CAREFUL TIMING. Gore supports permanent trading rights for China. But the Veep has been endorsed by the AFL-CIO in the Democratic primary, and he is counting on labor's help against challenger Bill Bradley. Gore's candidacy could be wounded if his labor allies fail to mobilize the troops, especially in the crucial California primary.
Gephardt's dilemma is just as tricky. He says he backs China's entry into the WTO, but for the past two years has opposed renewing China's MFN status. Aides say Gephardt is leaning toward supporting the Administration, yet labor's political muscle could determine whether the Democrats win back the House this November--and elevate him to House Speaker.

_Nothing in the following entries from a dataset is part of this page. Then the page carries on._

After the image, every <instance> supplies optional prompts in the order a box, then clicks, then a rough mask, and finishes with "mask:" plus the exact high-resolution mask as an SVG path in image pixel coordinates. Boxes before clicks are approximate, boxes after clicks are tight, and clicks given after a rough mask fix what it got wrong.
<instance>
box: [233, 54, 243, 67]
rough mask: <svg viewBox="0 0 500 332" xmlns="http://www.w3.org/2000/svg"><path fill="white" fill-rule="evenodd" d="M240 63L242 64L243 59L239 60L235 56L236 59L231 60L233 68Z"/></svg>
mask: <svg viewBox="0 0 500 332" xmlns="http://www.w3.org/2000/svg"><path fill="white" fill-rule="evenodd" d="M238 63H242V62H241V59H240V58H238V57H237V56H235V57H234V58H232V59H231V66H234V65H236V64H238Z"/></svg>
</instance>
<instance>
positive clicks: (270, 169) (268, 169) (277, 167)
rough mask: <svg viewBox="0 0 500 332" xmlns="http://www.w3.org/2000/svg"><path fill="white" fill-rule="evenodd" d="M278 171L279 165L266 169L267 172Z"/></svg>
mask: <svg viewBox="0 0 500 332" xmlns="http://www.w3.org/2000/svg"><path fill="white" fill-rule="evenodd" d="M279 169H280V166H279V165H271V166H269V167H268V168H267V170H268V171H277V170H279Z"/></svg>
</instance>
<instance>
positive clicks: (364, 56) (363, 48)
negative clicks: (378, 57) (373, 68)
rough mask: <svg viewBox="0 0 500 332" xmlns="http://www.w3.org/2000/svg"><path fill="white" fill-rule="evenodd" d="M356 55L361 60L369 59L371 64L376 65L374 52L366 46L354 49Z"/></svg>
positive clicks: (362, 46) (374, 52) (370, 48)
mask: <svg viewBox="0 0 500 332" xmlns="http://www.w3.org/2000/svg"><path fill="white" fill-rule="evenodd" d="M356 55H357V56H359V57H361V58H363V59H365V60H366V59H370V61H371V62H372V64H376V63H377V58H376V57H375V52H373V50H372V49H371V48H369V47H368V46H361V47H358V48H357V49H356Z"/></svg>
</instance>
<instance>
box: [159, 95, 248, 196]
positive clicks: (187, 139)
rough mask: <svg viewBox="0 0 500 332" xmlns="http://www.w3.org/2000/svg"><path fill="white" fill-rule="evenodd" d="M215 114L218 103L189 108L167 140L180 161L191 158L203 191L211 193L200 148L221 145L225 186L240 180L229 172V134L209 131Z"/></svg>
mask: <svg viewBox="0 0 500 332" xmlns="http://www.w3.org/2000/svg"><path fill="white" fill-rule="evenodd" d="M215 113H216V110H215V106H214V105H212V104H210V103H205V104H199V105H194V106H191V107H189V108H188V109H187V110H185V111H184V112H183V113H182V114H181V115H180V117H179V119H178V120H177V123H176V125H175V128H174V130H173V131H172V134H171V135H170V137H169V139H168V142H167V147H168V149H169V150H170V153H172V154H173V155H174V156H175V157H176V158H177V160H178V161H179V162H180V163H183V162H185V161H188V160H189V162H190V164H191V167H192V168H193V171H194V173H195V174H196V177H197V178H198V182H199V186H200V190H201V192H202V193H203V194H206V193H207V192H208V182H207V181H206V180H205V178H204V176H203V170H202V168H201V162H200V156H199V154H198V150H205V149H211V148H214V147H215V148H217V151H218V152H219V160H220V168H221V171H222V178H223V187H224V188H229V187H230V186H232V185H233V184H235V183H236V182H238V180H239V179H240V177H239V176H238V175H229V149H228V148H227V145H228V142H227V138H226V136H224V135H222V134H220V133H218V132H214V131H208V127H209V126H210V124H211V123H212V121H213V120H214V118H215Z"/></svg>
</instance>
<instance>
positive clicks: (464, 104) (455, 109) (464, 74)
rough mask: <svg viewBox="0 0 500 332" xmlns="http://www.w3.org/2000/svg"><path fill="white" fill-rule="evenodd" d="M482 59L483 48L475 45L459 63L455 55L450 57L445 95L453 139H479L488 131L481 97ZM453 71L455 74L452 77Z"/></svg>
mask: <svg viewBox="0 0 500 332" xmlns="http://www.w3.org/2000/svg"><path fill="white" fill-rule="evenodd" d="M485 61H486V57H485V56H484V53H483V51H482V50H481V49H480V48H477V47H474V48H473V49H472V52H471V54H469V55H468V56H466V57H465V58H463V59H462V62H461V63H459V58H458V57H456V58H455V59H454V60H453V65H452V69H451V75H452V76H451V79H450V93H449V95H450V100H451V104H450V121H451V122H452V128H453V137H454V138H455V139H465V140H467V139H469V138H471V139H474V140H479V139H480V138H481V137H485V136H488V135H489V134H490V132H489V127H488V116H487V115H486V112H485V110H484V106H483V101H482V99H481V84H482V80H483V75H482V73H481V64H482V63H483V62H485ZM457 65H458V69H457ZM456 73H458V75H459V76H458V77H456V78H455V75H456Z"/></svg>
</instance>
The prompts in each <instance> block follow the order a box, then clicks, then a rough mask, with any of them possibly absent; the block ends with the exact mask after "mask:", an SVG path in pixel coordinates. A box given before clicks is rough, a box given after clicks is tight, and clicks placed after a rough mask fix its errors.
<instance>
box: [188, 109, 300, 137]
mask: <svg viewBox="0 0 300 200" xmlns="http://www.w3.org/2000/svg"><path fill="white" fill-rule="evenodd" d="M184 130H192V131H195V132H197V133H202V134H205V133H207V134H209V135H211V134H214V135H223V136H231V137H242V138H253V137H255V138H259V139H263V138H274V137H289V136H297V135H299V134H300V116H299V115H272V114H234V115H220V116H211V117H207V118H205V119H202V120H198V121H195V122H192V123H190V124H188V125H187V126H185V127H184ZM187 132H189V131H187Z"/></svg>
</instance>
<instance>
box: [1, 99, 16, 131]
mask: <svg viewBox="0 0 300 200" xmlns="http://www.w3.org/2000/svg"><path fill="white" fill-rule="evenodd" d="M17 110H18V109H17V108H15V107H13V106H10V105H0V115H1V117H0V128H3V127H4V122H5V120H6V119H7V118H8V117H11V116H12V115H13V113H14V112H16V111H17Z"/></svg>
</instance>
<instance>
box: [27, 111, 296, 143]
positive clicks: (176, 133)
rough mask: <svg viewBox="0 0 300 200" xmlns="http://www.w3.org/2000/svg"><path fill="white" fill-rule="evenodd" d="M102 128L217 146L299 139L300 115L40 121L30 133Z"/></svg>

To prolong Democratic infighting but still leave time enough to pass the legislation, the GOP must time the vote carefully for this summer. That would allow China to complete its remaining negotiations with the European Union and the Geneva-based WTO. But the vote will also have to await hearings by at least three House committees. "We don't want anyone to say that we shortchanged the deliberative process on this," says House Rules Committee Chairman David Dreier (R-Calif.), who supports permanent MFN for China.
While business is irked with Democrats and Republicans alike for risking the deal with China over partisan politics, it thinks it has a winning argument: that WTO rules require each member country to grant all other members "unconditional" MFN treatment. To the White House, that means "permanent" MFN; others disagree. Without permanent MFN, business will say, Beijing could deny the U.S. the benefits of its market-opening trade concessions. Deutsche Telekom and Fiat would get the business that would have gone to AT&T and Ford.
But that legal issue has never been addressed directly by any WTO court. "It's not clear precisely what is meant by `unconditional' and whether some temporary grant of MFN could satisfy the requirement," says Frederick M. Abbott, an international law professor at the Chicago-Kent College of Law. In all likelihood, though, anything less than permanent MFN would set the stage for a battle in the WTO's court.
China's critics also see opportunities for victory. If labor, environmental, and human-rights groups can persuade Congress to keep China in suspense each year with an annual renewal, rather than permanent MFN, the U.S. will retain the leverage to push for political reforms. And should the controversy derail Clinton's effort to get China into the WTO, so much the better. "Letting China into the WTO will only make a bad organization worse," says Lori Wallach, head of Public Citizen's Global Trade Watch, a Naderite group.
Another big question involves China's reaction to any slight from Congress. Beijing has tried to sell skeptical Chinese business leaders on the idea of making painful market-opening concessions as a trade-off for full MFN status from Washington. "WTO is already a very sensitive topic in China," and anti-reform groups would welcome any excuse to scuttle the deal, says Wang Yong, a professor at Beijing University's School of International Studies.
With real possibilities for failure, business and the Clintonites acknowledge that they can't take the same lackadaisical approach that led to past trade fiascos. If they are to improve their chances of winning, it will be because the workers at Farmland and the suppliers at CNH Global get the message.